13 October 2016: Looking For Volunteers

I’m looking for volunteers to help with testing our email and digital newsletter distribution system. Recent events have made it painfully clear that we need to make some improvements if we’re going to be able to reliably email our Membership.

Sending emails is pretty much routine these days and generally a reliable means of communicating as long as humans are doing it, but as soon as you put a program in control of the process and try sending an email, announcement, or newsletter to even as few as 80 or 100 addresses, remote mail hosts get twitchy, some more twitchy than others. If they sense spam, they’re either going mark it as spam so it ends up in the recipient’s spam folder, or they are just as likely to reject the message outright. Spammers are getting more sophisticated and spam has become a serious problem. Mail hosts are increasingly taking a “shoot first, ask questions later” approach in dealing with it. This may minimize the spam that ends up in your mailbox, but it also can prevent legitimate non-spam emails from being delivered. There are ways to minimize the chances that a bulk email will be marked as spam, but there are no guarantees.

The Clary Lake Association has sent several emails to its membership in the past few months. The first one was about the Boat Launch Cleanup Initiative back in August, and more recently, an email about the upcoming Harvest Potluck Supper was sent to our Membership just a few days ago.
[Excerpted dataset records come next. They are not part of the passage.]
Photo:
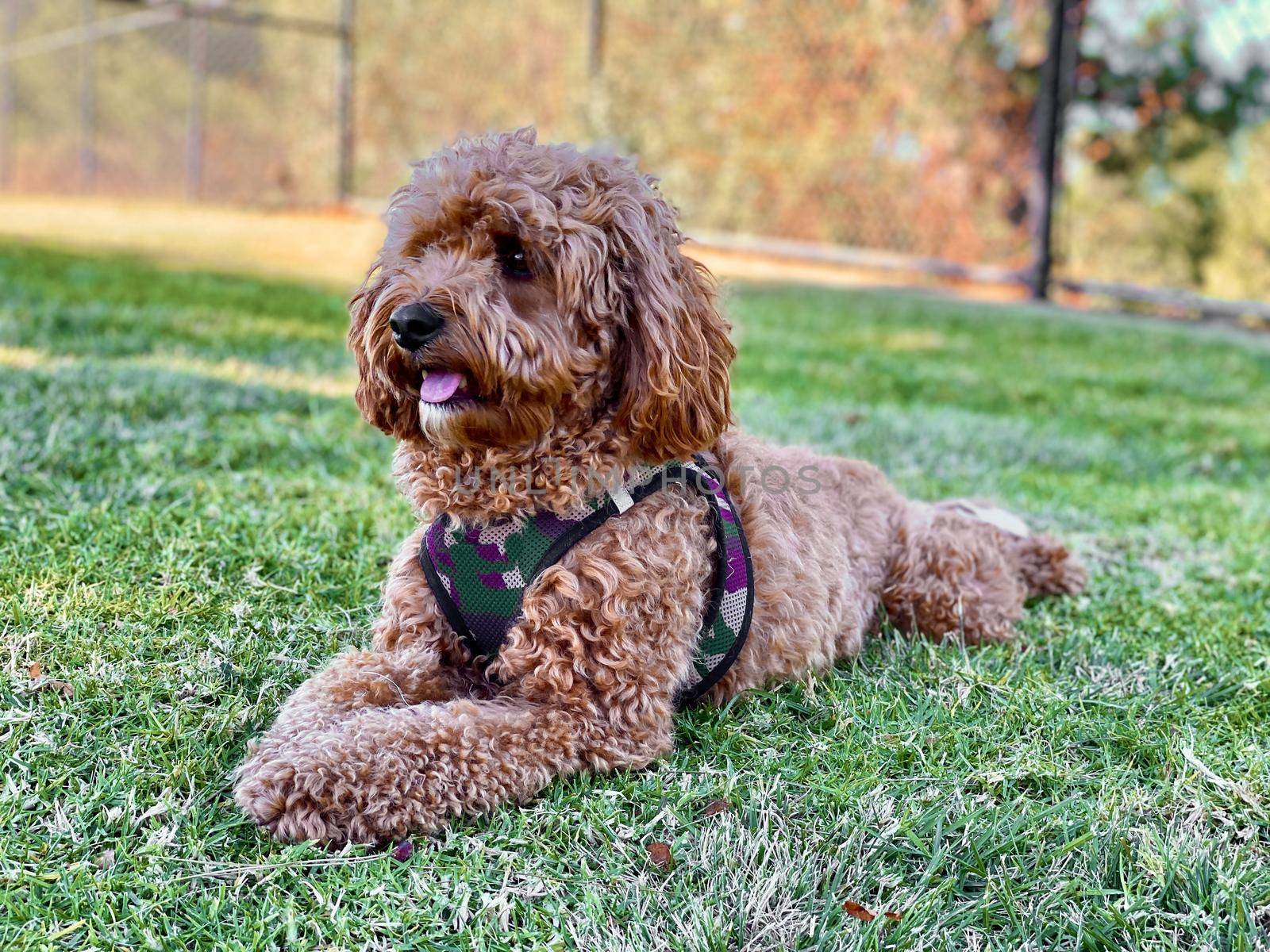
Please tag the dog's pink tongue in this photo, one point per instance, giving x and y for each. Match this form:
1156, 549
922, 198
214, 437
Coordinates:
438, 387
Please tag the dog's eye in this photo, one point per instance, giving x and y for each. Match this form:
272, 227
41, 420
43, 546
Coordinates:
511, 254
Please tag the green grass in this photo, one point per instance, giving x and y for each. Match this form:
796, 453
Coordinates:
194, 520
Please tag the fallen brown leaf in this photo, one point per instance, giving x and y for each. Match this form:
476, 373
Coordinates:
63, 687
660, 854
715, 808
857, 911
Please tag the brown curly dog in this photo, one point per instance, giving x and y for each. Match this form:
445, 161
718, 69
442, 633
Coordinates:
530, 305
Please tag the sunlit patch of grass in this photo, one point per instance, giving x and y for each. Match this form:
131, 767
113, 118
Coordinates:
194, 520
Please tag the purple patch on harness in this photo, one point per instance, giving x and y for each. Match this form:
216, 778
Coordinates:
737, 575
491, 552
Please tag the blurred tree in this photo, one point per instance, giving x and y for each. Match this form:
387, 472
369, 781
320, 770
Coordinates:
1160, 112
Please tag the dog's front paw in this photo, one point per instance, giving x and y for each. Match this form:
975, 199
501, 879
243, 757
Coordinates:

Both emails failed to successfully get sent to all addresses on the first try, with each requiring additional shenanigans on my part to finally get the emails sent. It was a tedious process and not wholly satisfying, to say the least. And for all that, I still have no idea how many of those emails ended up in spam folders or weren’t delivered at all. I do know that for the most recent email, for whatever reason, only about 1/3 of the emails that I know were actually sent have been opened. We can do better than that.

The Clary Lake Association needs a reliable means of communicating via email with our membership. To that end, I’m going to conduct a series of email tests designed to streamline our email procedures, improve delivery, and minimize the likelihood that any emails we send will be viewed as spam. I’ve already implemented some big changes which will undoubtedly help with our email success rate and I’m looking for volunteers willing to help out with testing additional measures. Helping out is simple: just agree to receive some test emails and keep an eye on your spam folders. If I send an email and it ends up in your spam folder, you should let me know. Otherwise, all you need to do is open the message, click on a link, and then delete the email. That’s it.
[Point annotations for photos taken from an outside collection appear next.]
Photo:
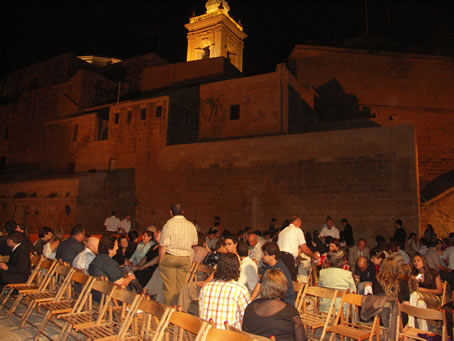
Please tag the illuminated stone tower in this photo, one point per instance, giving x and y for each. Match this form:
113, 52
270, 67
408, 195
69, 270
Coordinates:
215, 34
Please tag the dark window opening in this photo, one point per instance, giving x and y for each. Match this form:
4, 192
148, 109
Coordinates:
159, 111
75, 131
235, 112
143, 114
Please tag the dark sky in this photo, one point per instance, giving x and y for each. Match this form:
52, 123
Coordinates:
35, 31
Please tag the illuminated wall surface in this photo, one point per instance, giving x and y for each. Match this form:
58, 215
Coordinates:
337, 132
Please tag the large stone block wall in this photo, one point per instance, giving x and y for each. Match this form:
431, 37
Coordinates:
366, 175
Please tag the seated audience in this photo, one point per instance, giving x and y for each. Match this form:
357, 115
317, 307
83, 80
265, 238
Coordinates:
271, 259
45, 234
18, 268
71, 247
270, 315
224, 299
104, 265
84, 258
249, 273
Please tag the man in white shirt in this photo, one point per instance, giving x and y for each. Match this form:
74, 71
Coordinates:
329, 230
290, 241
125, 224
84, 258
248, 268
112, 224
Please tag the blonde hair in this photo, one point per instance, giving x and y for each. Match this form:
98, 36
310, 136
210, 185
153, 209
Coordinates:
274, 284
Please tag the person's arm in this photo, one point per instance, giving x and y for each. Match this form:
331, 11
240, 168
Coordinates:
162, 252
437, 291
256, 292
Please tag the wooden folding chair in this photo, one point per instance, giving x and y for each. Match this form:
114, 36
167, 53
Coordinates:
108, 328
71, 303
252, 336
420, 313
192, 274
179, 326
353, 329
214, 334
49, 267
62, 277
32, 281
314, 319
74, 320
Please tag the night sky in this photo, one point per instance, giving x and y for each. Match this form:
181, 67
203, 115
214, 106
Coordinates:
31, 32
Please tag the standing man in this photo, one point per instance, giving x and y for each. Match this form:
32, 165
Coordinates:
177, 238
112, 223
291, 240
329, 230
125, 224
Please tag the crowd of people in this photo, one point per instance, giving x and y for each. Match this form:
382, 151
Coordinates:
251, 286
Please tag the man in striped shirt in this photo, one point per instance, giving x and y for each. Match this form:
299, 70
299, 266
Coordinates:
224, 299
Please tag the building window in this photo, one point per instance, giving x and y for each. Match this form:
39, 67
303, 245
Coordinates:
159, 111
143, 114
235, 112
75, 131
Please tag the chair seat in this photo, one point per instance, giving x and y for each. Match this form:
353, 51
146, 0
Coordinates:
350, 332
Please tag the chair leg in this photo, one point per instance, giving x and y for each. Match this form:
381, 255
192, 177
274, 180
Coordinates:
14, 306
27, 314
42, 325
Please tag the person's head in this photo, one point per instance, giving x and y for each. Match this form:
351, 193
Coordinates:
231, 243
45, 233
361, 244
334, 244
92, 244
78, 233
123, 241
271, 253
10, 226
220, 246
377, 257
253, 238
176, 209
133, 236
108, 245
296, 221
274, 284
336, 259
228, 267
242, 249
329, 222
14, 238
362, 263
147, 237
I’d like to put together a list of about 40 email addresses to test with, and I expect I’ll be sending 3-5 test emails over the course of a week or two. I will be reaching out in the next few days to selected people to see if they’d be willing to play. If you’re willing to help out, either comment on this post or email me at gsfergusson@clarylake.org and let me know and I’ll add you to the list. Thanks in advance!

13 thoughts on “13 October 2016: Looking For Volunteers

  1. Stephen Viti

    Hey George I understand the site’s proper operation is important but what’s happening with our lake lately?

  2. claryview

    always willing to help. By the way, Time Warner (roadrunner.com) automatically puts “suspicious” email into a spam folder. This can be disabled and then “suspicious” emails are sent on with a prefix word of SPAM. I found it was quite agressive.

    1. George Fergusson Post author

      Thanks David, I’ll add you to the list. I think we’re up to 22 or so, not including a couple of bogus addresses I added for testing bounce management.

      That’s interesting about Time Warner. They’ve all gotten more exuberant.

  3. George Fergusson Post author

    First email went out yesterday, not without it’s issues. It appears 5 or 6 emails failed to send because of a bad cached password in my browser. How does that even happen?